ときおりなぜ紳士服と呼ぶのかまったく理解できなくなる場合があります。


出なければよかった食事会─「下品な喰い方しやがって」という参加者を評した言葉そのものの品性下劣さに驚愕する。


その言葉の本末転倒ぶりはまさしく滑稽そのものでありましょう。それにしても不愉快な食事会でした。



「良心なき人たち」─何故自分がこんなにも非難を呼び込んでしまうのかについて、彼自身はまったく理解できない。
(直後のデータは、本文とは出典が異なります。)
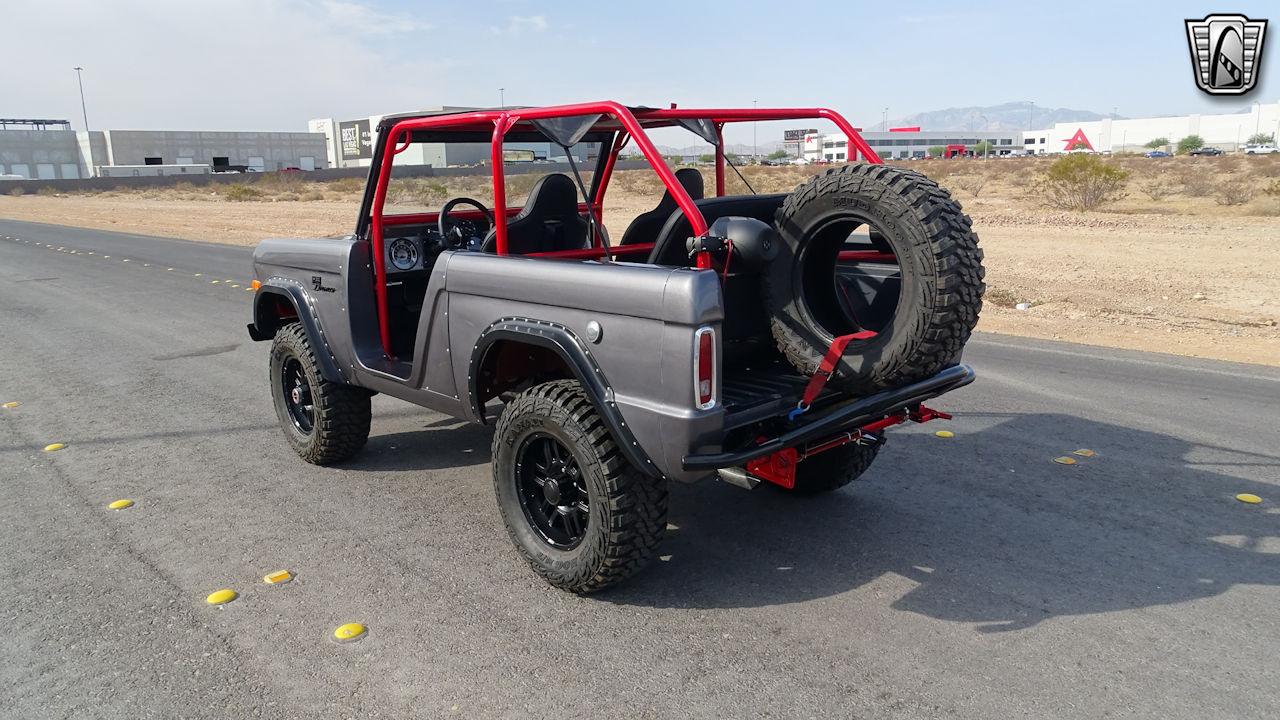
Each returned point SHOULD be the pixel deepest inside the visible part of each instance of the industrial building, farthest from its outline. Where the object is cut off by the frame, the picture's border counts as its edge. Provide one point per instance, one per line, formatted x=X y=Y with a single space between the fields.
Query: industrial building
x=59 y=154
x=1226 y=132
x=901 y=144
x=350 y=144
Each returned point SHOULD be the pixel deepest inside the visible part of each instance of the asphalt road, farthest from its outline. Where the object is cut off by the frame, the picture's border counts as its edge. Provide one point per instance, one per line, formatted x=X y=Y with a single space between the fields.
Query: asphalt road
x=965 y=578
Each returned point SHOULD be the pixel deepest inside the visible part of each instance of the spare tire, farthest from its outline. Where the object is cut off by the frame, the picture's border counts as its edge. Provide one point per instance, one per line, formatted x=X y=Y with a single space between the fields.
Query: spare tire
x=938 y=272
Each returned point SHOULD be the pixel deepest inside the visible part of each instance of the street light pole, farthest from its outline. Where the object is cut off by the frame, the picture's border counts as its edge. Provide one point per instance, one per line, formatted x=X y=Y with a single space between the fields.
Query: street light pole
x=755 y=147
x=81 y=82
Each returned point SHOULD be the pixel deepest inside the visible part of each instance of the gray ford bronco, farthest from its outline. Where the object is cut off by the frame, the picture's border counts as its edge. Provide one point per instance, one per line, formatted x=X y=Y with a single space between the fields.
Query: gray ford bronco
x=755 y=338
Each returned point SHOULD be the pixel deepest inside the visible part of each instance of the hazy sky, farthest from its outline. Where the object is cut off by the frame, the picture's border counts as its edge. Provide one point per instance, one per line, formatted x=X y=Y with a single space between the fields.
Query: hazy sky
x=273 y=64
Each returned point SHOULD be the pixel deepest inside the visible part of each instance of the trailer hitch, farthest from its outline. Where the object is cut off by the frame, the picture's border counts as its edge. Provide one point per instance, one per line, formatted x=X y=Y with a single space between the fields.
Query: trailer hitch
x=780 y=468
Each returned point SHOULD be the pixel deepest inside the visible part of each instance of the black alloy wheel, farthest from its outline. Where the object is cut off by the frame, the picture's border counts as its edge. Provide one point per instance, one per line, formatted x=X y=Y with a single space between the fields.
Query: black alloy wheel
x=297 y=396
x=552 y=491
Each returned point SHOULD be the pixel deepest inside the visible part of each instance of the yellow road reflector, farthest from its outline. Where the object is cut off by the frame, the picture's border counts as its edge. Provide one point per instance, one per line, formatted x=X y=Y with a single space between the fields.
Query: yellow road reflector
x=350 y=632
x=222 y=597
x=278 y=578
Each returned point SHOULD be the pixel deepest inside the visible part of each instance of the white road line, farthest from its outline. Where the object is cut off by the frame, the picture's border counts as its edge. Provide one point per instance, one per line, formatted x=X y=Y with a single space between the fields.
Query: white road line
x=1128 y=360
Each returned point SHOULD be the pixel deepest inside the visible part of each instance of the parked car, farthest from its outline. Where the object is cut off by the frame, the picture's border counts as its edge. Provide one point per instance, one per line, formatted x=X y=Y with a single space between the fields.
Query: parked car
x=608 y=381
x=1260 y=149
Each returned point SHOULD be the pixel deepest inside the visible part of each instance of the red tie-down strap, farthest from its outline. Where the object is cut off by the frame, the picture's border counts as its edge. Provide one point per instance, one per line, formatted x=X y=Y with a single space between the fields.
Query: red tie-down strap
x=826 y=369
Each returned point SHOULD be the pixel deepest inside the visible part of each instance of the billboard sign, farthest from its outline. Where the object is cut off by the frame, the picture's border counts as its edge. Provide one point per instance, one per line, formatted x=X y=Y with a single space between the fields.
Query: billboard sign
x=796 y=135
x=355 y=140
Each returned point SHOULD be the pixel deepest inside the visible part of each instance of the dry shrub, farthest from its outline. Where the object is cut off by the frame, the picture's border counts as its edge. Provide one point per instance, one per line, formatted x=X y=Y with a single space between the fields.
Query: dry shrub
x=973 y=183
x=1197 y=183
x=1082 y=182
x=346 y=185
x=1235 y=191
x=280 y=182
x=1157 y=187
x=417 y=191
x=241 y=192
x=1264 y=165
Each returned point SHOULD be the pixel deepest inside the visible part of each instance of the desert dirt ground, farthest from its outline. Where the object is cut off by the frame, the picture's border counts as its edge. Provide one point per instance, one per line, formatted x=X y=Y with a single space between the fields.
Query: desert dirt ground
x=1183 y=263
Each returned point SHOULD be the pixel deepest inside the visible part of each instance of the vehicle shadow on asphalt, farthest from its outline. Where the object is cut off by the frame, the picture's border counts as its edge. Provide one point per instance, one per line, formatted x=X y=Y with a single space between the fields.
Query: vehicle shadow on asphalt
x=984 y=528
x=440 y=443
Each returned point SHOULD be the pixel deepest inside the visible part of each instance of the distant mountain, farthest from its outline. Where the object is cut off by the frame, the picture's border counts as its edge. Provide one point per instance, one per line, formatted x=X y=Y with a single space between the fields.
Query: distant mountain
x=1005 y=117
x=766 y=146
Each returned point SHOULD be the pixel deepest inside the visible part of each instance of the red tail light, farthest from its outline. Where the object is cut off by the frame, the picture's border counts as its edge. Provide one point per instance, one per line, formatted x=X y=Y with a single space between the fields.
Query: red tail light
x=704 y=368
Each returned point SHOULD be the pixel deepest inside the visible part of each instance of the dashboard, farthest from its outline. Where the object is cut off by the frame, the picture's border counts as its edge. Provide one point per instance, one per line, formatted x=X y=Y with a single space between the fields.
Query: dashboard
x=406 y=254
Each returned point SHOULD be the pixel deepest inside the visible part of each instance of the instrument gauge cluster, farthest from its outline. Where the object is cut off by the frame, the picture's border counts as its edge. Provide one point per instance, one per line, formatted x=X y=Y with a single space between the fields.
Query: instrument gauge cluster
x=405 y=254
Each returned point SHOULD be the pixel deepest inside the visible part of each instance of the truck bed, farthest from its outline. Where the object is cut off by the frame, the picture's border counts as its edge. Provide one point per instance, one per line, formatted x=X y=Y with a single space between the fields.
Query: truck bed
x=759 y=391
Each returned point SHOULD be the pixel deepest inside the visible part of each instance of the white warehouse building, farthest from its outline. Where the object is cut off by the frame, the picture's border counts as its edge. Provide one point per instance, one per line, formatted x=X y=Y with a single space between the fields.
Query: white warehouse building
x=1225 y=132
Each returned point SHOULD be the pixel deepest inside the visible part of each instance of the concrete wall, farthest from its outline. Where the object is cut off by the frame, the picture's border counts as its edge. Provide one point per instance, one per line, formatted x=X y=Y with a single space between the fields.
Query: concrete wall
x=333 y=173
x=46 y=154
x=1225 y=131
x=55 y=154
x=278 y=150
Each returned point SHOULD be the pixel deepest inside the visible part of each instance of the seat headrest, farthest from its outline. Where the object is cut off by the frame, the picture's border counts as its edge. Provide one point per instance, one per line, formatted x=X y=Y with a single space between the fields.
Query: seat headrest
x=552 y=195
x=691 y=181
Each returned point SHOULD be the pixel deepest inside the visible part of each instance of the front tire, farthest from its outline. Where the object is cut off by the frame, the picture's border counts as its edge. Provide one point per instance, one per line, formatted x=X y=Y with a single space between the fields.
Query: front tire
x=576 y=510
x=323 y=420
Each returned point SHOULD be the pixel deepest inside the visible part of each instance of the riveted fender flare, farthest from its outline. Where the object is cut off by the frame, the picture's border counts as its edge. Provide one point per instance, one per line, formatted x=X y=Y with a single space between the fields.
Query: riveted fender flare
x=565 y=343
x=265 y=323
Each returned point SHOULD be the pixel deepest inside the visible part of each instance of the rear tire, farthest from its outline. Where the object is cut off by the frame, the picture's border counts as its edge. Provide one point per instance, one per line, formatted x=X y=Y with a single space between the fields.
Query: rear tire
x=833 y=469
x=576 y=510
x=324 y=422
x=937 y=254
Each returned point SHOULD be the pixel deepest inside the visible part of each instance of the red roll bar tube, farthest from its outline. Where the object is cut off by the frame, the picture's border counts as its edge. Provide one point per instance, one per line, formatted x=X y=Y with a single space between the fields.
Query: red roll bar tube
x=626 y=122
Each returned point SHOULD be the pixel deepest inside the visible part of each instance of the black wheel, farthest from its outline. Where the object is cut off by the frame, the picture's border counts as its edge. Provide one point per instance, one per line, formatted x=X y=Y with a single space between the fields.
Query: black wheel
x=324 y=422
x=576 y=510
x=833 y=469
x=938 y=276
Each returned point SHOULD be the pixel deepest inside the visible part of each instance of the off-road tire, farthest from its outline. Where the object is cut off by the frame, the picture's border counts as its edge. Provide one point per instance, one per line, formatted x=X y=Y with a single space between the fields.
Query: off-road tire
x=833 y=469
x=341 y=413
x=629 y=509
x=941 y=274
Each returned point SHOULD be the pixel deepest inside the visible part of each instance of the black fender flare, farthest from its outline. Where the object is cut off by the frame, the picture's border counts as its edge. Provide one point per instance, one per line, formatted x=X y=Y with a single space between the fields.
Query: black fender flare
x=565 y=343
x=265 y=323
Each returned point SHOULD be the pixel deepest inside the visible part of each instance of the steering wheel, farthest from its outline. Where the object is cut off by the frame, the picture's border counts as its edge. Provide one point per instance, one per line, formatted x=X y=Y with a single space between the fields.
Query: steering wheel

ここで哀れみの感情をもつのが正しいことかそうでないのか、まさに一考に値する事柄であろう。



たしかに困ったものですが、本人が原因に無自覚である場合、往々にして現に生じている結果にも無自覚であることから、たいへんな事態がしばしば生起してしまうことになるのは、なんと悲しいことでしょう。




泣かずとも馬謖は斬れる。


懲罰は行為の代価なのですから、そこに感情を入れる必要はありません。「水に落ちた犬を打て」(魯迅)ともいいます。必要なことは他人からなんといわれようとも、それを本気で実行する勇気ではないでしょうか。